Friday, May 13, 2011

Remember when dissent and diversity of opinion was a good thing?

That kind of thinking is so mid-2000s.

The hip meme is "group-think is good-think."

And let's not forget that equally popular slogan, "good-think is group-think."

Case in point, broadcaster is fired for "tweating" support for traditional marriage.

A Toronto broadcaster has been fired after he posted on Twitter about the debate surrounding New York Rangers forward Sean Avery's support of same-sex marriage.


Damian Goddard was a host on Rogers Sportsnet. On Tuesday, he tweeted his support for hockey agent Todd Reynolds, who used Twitter to voice his opposition to Avery's position.

Goddard wrote: "I completely and whole-heartedly support Todd Reynolds and his support for the traditional and TRUE meaning of marriage."

The TV network then issued its own tweet, saying: "Today's tweet from Damian Goddard does not reflect the views of Rogers Sportsnet." On Wednesday, it severed ties with Goddard.

In a statement, Sportsnet spokesman Dave Rashford said: "Mr. Goddard was a freelance contractor and in recent weeks it had become clear that he is not the right fit for our organization."

Avery, an agitator who is no stranger to making headlines on and off the ice, stated his support for same-sex marriage in a video that is part of the New Yorkers for Marriage Equality campaign, organized by gay-rights organization Human Rights Campaign.
The "true meaning of marriage"?  What a whack.  Where does he get off thinking that he has the right to have an opinion about the "true meaning of marriage"?  Or express it to others?

We can't have people exposed to that kind of thing any more than we can have it exposed to a Mormon who was forced to resign from the Olympic Committee for publicly supporting the traditional meaning of marriage as part of his democratic rights of free speech and petition. 

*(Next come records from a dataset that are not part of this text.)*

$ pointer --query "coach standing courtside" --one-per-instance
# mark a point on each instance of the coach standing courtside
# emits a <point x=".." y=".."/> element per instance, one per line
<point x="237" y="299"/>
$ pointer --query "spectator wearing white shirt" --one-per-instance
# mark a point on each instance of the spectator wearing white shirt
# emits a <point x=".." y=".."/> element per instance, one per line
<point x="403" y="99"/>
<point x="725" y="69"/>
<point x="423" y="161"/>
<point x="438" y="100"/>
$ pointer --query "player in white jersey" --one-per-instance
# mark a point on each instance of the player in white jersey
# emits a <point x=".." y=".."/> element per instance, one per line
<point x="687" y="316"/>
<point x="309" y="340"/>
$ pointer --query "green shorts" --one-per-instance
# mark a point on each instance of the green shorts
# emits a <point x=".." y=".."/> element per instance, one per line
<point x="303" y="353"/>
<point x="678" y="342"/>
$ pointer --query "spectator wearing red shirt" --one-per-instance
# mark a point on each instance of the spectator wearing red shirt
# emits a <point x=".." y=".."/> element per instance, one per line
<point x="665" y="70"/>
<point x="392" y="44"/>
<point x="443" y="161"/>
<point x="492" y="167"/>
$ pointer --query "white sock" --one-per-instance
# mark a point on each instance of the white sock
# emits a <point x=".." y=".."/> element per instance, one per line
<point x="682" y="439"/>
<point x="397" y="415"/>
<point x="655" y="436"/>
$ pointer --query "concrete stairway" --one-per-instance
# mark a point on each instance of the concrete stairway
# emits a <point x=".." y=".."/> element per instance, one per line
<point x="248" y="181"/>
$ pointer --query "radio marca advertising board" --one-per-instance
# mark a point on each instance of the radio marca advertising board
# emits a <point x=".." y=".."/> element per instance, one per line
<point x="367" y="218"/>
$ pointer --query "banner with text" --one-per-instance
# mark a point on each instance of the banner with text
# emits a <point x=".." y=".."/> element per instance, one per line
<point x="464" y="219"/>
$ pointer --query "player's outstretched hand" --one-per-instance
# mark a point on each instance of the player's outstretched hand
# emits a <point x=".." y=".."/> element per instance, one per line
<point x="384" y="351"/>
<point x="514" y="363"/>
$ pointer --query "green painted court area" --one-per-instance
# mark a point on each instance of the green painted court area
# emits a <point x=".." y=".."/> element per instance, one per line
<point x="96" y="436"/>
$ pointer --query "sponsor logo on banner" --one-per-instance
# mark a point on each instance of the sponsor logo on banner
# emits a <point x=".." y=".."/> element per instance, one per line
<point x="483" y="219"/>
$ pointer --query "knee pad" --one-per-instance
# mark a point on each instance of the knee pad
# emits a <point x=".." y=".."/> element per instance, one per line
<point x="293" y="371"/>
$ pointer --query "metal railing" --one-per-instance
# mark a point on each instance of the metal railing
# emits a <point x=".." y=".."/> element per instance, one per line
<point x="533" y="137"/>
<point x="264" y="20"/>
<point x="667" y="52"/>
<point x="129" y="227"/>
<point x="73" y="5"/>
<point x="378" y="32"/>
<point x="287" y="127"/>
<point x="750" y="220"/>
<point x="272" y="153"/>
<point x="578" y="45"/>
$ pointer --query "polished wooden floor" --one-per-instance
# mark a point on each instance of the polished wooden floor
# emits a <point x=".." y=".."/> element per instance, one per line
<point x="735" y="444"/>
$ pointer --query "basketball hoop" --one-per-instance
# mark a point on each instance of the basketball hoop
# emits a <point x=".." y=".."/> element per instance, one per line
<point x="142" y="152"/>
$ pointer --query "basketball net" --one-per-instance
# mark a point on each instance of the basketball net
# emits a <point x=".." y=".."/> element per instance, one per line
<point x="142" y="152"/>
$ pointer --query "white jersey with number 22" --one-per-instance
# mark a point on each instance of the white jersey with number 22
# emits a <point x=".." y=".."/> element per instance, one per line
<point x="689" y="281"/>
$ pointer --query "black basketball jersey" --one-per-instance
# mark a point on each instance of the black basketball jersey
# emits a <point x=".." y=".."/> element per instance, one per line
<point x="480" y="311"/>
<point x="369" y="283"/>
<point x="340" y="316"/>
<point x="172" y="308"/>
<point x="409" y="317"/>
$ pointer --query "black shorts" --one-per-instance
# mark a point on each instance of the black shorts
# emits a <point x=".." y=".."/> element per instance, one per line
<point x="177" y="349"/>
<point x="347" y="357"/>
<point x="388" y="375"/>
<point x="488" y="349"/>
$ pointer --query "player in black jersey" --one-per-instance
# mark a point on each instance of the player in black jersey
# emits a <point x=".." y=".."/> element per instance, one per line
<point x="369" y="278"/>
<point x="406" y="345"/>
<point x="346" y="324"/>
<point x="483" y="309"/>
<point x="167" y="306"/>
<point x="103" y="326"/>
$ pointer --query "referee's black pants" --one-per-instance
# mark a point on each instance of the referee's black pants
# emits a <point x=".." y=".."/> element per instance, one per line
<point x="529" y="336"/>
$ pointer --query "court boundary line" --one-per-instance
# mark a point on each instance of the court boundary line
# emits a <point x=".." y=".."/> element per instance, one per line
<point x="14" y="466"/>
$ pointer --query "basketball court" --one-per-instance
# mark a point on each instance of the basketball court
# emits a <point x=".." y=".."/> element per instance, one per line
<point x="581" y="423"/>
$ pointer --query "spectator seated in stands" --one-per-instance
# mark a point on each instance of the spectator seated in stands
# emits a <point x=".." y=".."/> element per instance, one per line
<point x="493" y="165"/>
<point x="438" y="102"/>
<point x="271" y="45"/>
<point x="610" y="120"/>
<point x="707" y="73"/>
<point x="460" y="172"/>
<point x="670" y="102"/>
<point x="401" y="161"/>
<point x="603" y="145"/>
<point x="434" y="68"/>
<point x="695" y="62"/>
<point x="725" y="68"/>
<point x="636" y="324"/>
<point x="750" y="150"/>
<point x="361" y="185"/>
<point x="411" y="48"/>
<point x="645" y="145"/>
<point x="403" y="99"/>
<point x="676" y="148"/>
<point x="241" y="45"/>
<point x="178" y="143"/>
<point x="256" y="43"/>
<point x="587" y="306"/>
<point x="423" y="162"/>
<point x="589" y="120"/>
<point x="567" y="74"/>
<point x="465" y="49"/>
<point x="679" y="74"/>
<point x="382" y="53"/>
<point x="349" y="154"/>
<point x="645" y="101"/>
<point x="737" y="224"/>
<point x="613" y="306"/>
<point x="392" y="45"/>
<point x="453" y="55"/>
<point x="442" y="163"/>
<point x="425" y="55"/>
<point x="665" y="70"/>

It may appear anomalous that this kind of pressue to conform is coming from people identified with "liberalism" and "progressivism."  However, according to Dr. Michael Gross' extremely lucid and fascinating book, The War against Catholicism: Liberalism and the Anti-Catholic Imagination in Nineteenth-Century Germany (Social History, Popular Culture, and Politics in Germany), the modern Kulturkampf in which liberals seem to abandon their principled support of individual conscience and rights to autonomy and free speech is nothing new.  During the 1870s, the liberals in Germany spearheaded a series of anti-Catholic legislation that outlawed monastic orders and the Jesuits, prohibited Catholic priests from teaching, required the State approval of Catholic priests prior to parish appointments.  As a result of this persecution, by 1878, every Catholic Bishop in Prussia had been arrested or expelled, over half of Catholic parishes were without priests, and the monasteries and the property of religious orders in Prussian and Protestant territories had been confiscated. 

Dr. Gross documents convincingly that this Kulturkampf - the original Kulturkampf - was not an aberration whereby liberals abandoned liberal principles, but rather it was seen by 19th Century German liberals as a working out of liberal principles of education and progress. Gross quotes the liberal leader Eduard Windthorst as saying "Freedom protects everything except unfreedom, and tolerance endures everything except intolerance." (p. 259.)

That last statement from a 19th Century German is identical to the apologetic offered by many 21st Century American liberals and progressives as to why it is acceptable for them to require everyone else to conform to their vision of the good.

Update:  Apparently, Damien Goddard is Catholic and tweeted his support for the Mormon Peter Vidmar who had been forced to resign as USOC Chief of Mission for his support for Prop 8.

Those 19th Century liberal German Kulturkampfers would have understood.